Photo Marcus (Flickr)

Ville nouvelle de Marne-la-Vallée : Les Espaces d’Abraxas (vue de l’Arche) de Ricardo Bofill ; lequel, dans une interview au Journal Le Monde du 8 février 2014, avouait « Je n’ai pas réussi à changer la ville » (Photo Marcus/ Flickr) :

« Le projet est né d’une utopie théorique, en Espagne, dans les années 60. “Ville dans l’espace” consistait à considérer la ville comme un processus et non comme un objet fini. L’objectif était de mélanger les catégories sociales et de créer des modules qui peuvent être investis de différentes manières. […] Ma démarche est opposée à celle de Le Corbusier. »

« Mon modèle n’a pas été pris en exemple pour construire d’autres villes. Je me suis trompé dans la temporalité. La période, la fin des années 60, n’était pas propice au changement car après moi, on a continué à faire des barres. Le malheur qui règne dans les banlieues françaises n’a pas été aboli. »

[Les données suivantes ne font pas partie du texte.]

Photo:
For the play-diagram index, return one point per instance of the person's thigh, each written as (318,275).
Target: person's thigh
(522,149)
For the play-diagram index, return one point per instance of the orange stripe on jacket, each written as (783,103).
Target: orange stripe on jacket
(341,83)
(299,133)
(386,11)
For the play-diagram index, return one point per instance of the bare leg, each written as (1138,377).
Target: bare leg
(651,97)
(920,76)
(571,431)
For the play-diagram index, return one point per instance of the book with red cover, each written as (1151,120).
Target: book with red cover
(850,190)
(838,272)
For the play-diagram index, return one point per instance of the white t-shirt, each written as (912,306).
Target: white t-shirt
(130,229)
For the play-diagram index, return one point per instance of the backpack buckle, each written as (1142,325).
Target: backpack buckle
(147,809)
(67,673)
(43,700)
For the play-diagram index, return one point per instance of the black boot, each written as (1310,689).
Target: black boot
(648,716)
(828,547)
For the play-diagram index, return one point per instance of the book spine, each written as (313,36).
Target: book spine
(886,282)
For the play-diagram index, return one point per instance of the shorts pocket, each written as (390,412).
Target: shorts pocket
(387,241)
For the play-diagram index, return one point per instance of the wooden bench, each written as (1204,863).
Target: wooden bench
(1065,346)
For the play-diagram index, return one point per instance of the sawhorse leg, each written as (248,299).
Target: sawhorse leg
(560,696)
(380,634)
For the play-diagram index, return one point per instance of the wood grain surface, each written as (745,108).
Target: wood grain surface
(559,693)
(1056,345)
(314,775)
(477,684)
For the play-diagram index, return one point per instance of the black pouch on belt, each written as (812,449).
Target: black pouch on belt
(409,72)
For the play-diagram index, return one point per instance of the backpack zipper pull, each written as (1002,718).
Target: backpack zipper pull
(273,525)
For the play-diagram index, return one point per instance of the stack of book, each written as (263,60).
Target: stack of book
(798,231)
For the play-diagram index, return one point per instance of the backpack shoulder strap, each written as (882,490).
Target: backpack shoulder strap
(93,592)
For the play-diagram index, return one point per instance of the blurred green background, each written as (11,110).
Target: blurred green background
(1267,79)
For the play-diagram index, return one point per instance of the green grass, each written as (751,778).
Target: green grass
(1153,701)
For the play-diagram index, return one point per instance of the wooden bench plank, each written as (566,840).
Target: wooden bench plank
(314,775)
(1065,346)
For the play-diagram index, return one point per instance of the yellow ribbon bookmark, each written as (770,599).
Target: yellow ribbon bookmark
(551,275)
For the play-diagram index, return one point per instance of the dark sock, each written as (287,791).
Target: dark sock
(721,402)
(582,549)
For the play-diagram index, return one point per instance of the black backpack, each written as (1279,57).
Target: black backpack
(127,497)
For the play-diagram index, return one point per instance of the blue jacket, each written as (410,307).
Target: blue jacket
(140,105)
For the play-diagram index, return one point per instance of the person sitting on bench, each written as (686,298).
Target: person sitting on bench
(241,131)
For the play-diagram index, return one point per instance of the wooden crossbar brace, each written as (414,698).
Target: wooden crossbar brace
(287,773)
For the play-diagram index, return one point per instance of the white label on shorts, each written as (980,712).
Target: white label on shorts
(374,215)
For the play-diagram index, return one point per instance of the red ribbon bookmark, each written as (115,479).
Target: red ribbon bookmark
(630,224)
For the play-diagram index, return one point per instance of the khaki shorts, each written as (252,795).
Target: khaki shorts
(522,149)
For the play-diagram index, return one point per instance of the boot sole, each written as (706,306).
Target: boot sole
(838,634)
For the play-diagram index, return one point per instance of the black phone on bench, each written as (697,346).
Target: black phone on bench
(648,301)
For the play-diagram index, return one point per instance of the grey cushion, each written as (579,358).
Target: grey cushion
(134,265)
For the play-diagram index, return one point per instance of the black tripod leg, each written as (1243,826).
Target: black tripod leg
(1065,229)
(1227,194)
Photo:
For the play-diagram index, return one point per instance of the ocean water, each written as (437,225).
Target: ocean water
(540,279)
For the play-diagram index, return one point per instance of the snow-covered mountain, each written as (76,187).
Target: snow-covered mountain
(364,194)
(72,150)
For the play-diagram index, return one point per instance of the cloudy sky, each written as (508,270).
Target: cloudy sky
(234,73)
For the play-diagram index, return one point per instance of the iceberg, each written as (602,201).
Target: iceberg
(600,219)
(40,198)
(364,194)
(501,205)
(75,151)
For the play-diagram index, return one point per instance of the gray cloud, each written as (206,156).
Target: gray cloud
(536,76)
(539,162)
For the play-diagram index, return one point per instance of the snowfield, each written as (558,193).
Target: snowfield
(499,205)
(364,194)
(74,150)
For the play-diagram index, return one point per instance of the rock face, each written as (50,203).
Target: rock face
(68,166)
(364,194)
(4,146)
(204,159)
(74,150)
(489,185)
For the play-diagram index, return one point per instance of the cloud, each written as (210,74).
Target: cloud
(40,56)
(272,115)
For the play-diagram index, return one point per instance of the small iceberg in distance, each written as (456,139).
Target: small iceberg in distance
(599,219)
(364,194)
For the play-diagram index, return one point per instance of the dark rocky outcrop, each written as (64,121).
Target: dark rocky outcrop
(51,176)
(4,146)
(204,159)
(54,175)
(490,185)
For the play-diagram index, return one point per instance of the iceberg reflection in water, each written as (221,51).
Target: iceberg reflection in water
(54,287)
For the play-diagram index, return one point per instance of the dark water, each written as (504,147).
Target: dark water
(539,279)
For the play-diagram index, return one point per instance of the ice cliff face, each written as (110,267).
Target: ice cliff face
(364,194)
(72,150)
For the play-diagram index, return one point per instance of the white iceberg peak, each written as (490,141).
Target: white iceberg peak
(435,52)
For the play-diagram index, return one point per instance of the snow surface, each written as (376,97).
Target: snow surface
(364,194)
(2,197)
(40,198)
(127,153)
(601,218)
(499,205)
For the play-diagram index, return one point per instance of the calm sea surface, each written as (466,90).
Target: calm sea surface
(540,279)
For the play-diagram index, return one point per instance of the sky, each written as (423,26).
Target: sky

« Il s’agit d’un espace unique qui a pâti du manque d’esprit communautaire propre à la France : les populations ne se sont pas mélangées. Mais les Espaces d’Abraxas ont été abandonnés : à l’époque, on disait que pour que ça marche il fallait y faire vivre au maximum 20 % d’immigrés, afin de réussir à réellement mélanger les populations. Ça n’a pas été appliqué. Le manque également d’équipements et de commerces et le fait que l’espace soit fermé sur lui-même pose des problèmes à certains. Pour moi, c’est une expérience unique et finie et je ne la répéterai jamais car j’ai vu les difficultés que ça entraîne. »

Ricardo Bofill

Compte rendu du séminaire

Sommaire des exposés et intervenants

 Retour sur une action : la politique des villes nouvelles

  • Sabine Effosse (historienne, Université Paris Nanterre)
  • Bertrand Warnier (urbaniste, Établissement public d’aménagement de Cergy-Pontoise)

De la loi d’Orientation foncière (LOF) à la loi Solidarité et Renouvellement urbain (SRU) : la loi sur la longue durée

  • Laurent Coudroy de Lille (géographe, Université Paris Est Créteil, Institut d’urbanisme de Paris)

Une innovation : le ministère de la politique de la ville

  • Renaud Epstein (sociologue-politologue, Sciences Po Saint-Germain-en-Laye)

Deux témoignages personnels sur la politique de la ville

  •  Yves Dauge (ancien sénateur-maire de Chinon, Indre-et-Loire)
  • Jean Frébault (urbaniste, Conseil général des Ponts et Chaussées)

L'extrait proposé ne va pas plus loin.